Why do certain characters add more complexity than others?

CaelanStewart commented 8 years ago

Hi,

I posted an issue on the ProcessWire CMS Issues repo, thinking that it was their password strength checker at fault. But it turns out they use this library to measure password complexity.

I reference this issue.

So, why should a ^ add less complexity than an asterisk (*)?

It doesn't seem to make sense. Surely in a randomly generated string with uniform distribution, it shouldn't matter what character it is, just that you are using a complex range of characters.

My first guess, would be that the popularity of the characters has been considered also.

danpalmer commented 8 years ago

Thanks for your question, I hope I can explain why this is happening...

Complexify is based around the assumptions that:

brute force breaking of all passwords is not practical
therefore attacks try to minimise the amount of work they do, by minimising the character sets they include.

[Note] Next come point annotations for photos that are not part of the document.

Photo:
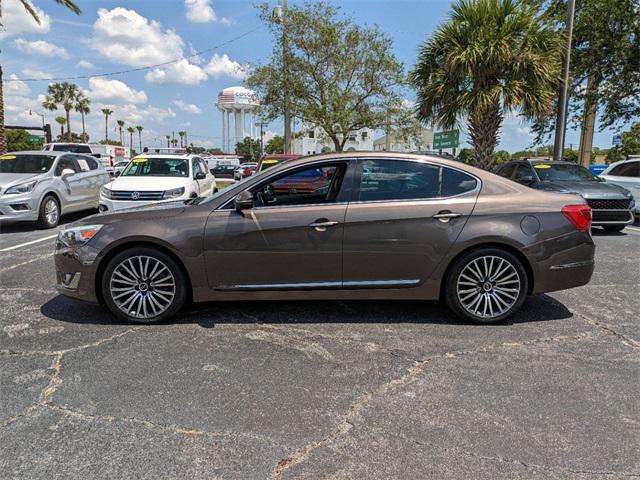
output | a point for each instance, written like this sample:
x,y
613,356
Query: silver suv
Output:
x,y
41,186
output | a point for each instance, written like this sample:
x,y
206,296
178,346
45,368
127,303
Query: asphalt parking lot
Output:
x,y
339,390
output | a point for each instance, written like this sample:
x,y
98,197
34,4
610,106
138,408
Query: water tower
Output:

When performing dictionary attacks, attackers typically decide on their character sets based on certain logical groupings, i.e. you might include lowercase letters, or numbers. Complexify bases its calculation of the complexity of a password on the sum of sizes of each distinct character set that features in the password.

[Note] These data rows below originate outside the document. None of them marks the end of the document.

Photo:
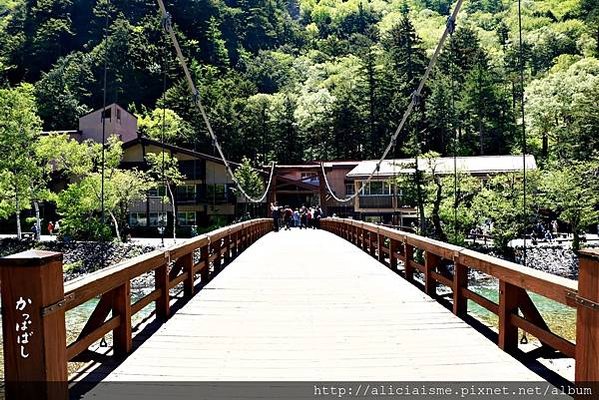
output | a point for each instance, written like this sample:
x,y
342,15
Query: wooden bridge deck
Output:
x,y
306,305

I believe the issue you've describe occurs because * and ^ appear in different logical groupings of characters, and that those sets have different sizes, thus contribute differently to the total character set needed to attack a password. This is expected behaviour.

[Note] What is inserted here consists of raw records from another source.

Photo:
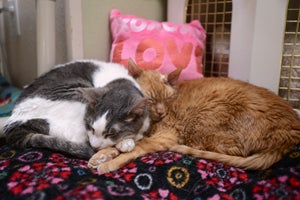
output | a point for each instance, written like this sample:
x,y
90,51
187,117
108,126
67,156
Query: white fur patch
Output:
x,y
65,117
109,72
126,145
97,139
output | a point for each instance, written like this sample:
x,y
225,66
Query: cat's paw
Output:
x,y
102,156
126,145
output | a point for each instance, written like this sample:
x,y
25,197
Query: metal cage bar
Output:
x,y
289,85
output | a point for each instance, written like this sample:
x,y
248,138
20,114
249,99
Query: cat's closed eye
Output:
x,y
151,101
129,119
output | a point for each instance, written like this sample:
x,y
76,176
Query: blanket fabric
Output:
x,y
43,174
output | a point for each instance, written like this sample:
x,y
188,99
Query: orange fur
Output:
x,y
219,119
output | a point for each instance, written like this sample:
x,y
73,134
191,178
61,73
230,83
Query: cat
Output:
x,y
79,107
219,119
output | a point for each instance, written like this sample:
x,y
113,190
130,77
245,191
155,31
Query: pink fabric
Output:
x,y
156,45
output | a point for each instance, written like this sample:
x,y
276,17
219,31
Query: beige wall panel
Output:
x,y
96,32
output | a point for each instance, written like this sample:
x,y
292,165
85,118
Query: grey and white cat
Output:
x,y
79,107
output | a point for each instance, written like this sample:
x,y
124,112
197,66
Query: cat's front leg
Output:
x,y
102,156
119,161
160,141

Why are the two characters in different character sets though? That's a good question. It's a long time since I wrote this so I don't know for sure, but it looks like the grouping logic was fairly simple, so required contiguous groups of characters, and the two you gave are separated on the ASCII table (separated by the capital letters). In hindsight this is probably unnecessary, and it would make a little more sense if those were treated as the same character set. However, it would also give less granularity on the complexity, so I'm in two minds about it really.

If you'd like to submit a PR that fixes this please feel free, however I don't think this is obviously a bug, and since I don't use Complexify anywhere myself at the moment, I'm not going to prioritise fixing it for now.

CaelanStewart commented 8 years ago

@danpalmer, I thought that much. It makes sense when brute forcing to only test the most common classes of characters uses in passwords.

And I understand completely, it would be nice if we all had as much time as we wanted to work on projects! It's not the end of the world.

matjazpotocnik commented 8 years ago

Hi, Dan!

Thank you for the explanation. Some punctuation characters are in one set (grouping), some in the other set, and they differ in size, so ^ gets 6 "points", while * gets 10 "points", blank gets just 1 "point". I know how brute force is done and you are right, they define groups, like lowercase, uppercase, numbers, punctuation, extended chars etc. (at least that how those programmes worked some 10 years ago when I used them). I never saw that different punctuation characters are treated differently, they are in one group. Would you consider adding some subtle changes to the source so at least all punctuation would get more or less equal "score"? I don't know how to make PR, but changes are rather small. Thanks.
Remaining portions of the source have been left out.